Most everyone on earth goes through some kind of bad spot in their life. I have a friend who was very poor as a child, not enough to eat, no heat in the house. He credits this to his ability to survive, especially when it comes to finding free stuff.
Now, he lives in a big house with a fireplace. So when he needs wood he just drives around in his car looking for trees that are down. When the workers arrive to cut it all up, he asks can he have it, he'll help cut it. Wholah! Free firewood.
I had my own period of poverty but it was after I'd grown up. It was in the nineties when I was in my thirties. My way of surviving it was to walk on down to the National Archives to their newspaper section and take a look at microfilms of depression era papers.
I found that they were stock-full of tips and ways to save money, egg substitutes and how to make things last. It really showed me where to save and ways to cut corners. I still had to do without for a lot of things, but there was lots of good advice in these papers.
Now, I know this is an entirely different time period and maybe most people wouldn't be able to find much to help them with their mortgage or gasoline price but with the way the economy is now, I find myself wondering if a lot of middle-class people couldn't benefit from reading those old papers.
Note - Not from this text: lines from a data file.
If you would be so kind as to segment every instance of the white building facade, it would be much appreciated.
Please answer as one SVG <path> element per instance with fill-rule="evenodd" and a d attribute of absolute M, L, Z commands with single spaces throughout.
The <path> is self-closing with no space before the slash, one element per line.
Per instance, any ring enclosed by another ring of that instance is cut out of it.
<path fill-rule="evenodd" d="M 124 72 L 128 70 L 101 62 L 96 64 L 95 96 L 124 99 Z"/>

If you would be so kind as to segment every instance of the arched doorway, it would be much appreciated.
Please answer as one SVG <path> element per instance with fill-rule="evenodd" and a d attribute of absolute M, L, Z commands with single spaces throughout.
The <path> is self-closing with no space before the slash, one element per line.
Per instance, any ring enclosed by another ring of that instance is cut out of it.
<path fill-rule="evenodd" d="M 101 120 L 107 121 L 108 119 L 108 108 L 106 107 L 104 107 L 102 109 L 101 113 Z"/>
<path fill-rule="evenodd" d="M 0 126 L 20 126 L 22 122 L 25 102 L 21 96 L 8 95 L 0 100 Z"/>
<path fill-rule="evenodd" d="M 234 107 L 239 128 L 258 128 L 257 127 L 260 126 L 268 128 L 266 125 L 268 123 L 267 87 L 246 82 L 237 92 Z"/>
It's just a thought and it would just be for a time. This economic crisis that we're having in North America is not as bad as the depression but all the same, people need to eat every day and they need to feed their kids.
So next time you pass an archive or library where they keep these old copies, maybe have a look, there might be something that you can use coming from the times of extreme poverty for all. There just might be some good come out of that time.